On behalf of the Center for Work and Welfare (CWW) at IMPRI and Counterview, we invite you for IMPRI #WebPolicyTalk –
The State of Employment – #EmploymentDebate
Details of the #WebPolicyTalk:
Date: November 4, 2020; Wednesday
Time: 17:00 IST (GMT+5:30)
Platform: Zoom and Facebook Live
Speaker:
Prof Francis Kuriakose, Assistant Professor, Bharathiar University, Coimbatore, Tamil Nadu; Adviser, Cambridge Development Initiative, University of Cambridge.

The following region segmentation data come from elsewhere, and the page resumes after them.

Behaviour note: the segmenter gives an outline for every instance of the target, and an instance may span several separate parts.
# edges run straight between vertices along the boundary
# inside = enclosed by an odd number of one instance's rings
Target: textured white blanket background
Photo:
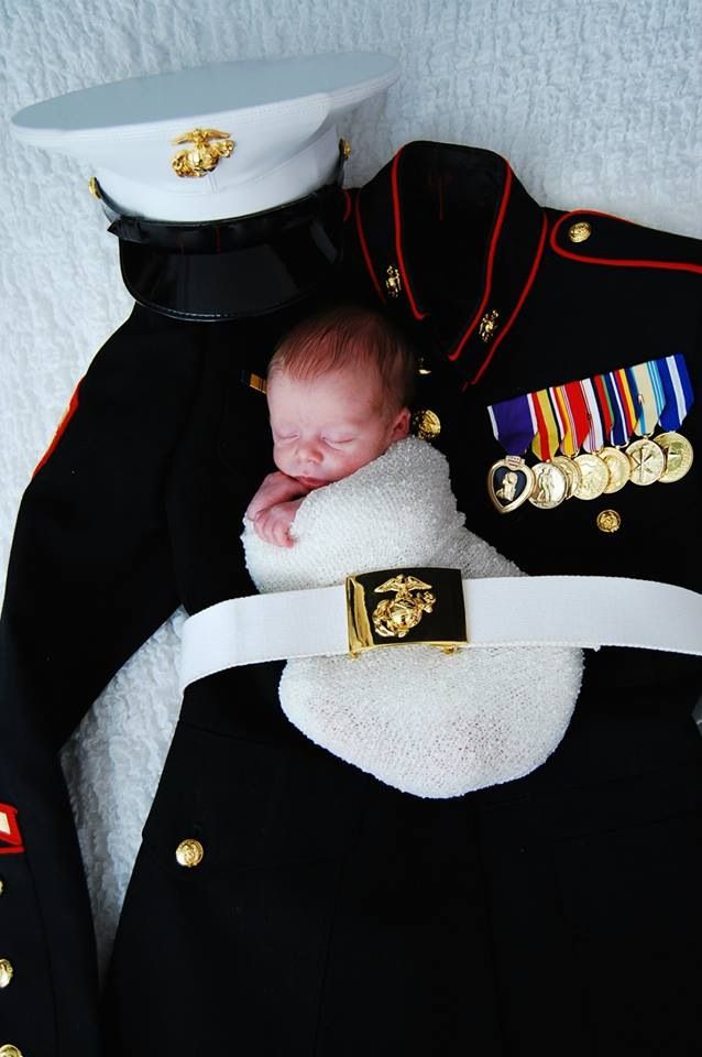
[[[700,0],[0,0],[2,569],[29,475],[130,309],[90,172],[15,144],[10,116],[106,80],[344,48],[402,64],[387,98],[340,130],[350,182],[410,139],[470,143],[508,156],[549,205],[702,236]],[[102,962],[178,712],[182,619],[122,669],[64,754]]]

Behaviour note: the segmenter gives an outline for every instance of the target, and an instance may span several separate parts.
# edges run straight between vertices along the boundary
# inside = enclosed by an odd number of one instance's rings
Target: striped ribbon
[[[558,450],[560,443],[558,421],[547,389],[541,389],[538,393],[529,393],[529,402],[537,425],[531,450],[537,459],[546,462],[552,459]]]
[[[487,408],[492,432],[507,455],[523,455],[537,432],[531,403],[526,394],[503,400]]]
[[[684,356],[662,357],[563,385],[513,396],[487,408],[495,439],[508,455],[529,444],[547,461],[557,450],[572,458],[581,448],[599,451],[626,445],[657,424],[677,429],[693,403]]]
[[[660,374],[655,360],[636,363],[626,369],[632,395],[636,394],[637,419],[634,432],[639,436],[650,436],[666,402]]]
[[[656,360],[660,385],[663,391],[663,410],[660,425],[663,429],[677,429],[694,403],[692,382],[682,352]]]

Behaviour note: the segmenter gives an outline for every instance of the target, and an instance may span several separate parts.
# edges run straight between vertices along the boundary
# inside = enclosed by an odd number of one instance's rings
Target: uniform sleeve
[[[92,926],[58,751],[173,612],[164,512],[198,359],[136,308],[23,497],[0,624],[0,1047],[99,1050]]]

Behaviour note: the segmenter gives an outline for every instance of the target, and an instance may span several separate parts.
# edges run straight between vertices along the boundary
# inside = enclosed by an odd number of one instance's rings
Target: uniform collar
[[[547,219],[498,154],[409,143],[355,197],[376,296],[476,382],[535,281]]]

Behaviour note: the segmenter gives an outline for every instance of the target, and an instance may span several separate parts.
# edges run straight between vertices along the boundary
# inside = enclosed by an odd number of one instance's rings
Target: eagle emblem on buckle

His research interests include labour economics, financial markets and innovation. He is currently working on the impact of technology on economic growth. Francis has previously been associated with XIME Bangalore, National Institute of Securities Markets, Mumbai and General Electric (GE), Hyderabad.
Moderator:
Dr Balwant Singh Mehta
Registration and Facebook Live Link:
About the Talk:
The Indian economy was in a state of deceleration well before COVID-19. This can be inferred from the declining trends of four macroeconomic variables by the end of 2019 – quarterly GDP growth rate, industrial output in eight core sectors, gross tax revenue, and demand for electricity. For India, COVID-19 and its long containment exacerbated this situation. The ILO and ADB report ‘Tackling the youth employment crisis in the Asia and the Pacific’ estimates India’s youth unemployment at 32.5 per cent with the loss of 6.1 million full time jobs mainly in agriculture, construction, and retail sectors (ILO and ADB, 2020). It is at this juncture that an industrial policy for India focusing on innovation and employment is discussed.
The fourth industrial revolution is the broader context in which the problem is situated and policy solutions sought. There are three main waves that fourth industrial revolution brings for middle-income countries such as India. The first is automation and its associated job polarization. In India, automation resulted in the change in labour composition as well as decline in labour productivity and labour share in income in medium-high technology manufacturing. The second wave is big data and the opening of new middle-market segments of consumer driven service sectors such as banking, finance and insurance, retail, healthcare and data analytics. The third and the final wave is machine learning and internet-of-things capabilities. The beginning of this wave is already altering innovation spaces, research and development in medium to high-technology manufacturing in India, making them more competitive and export-oriented.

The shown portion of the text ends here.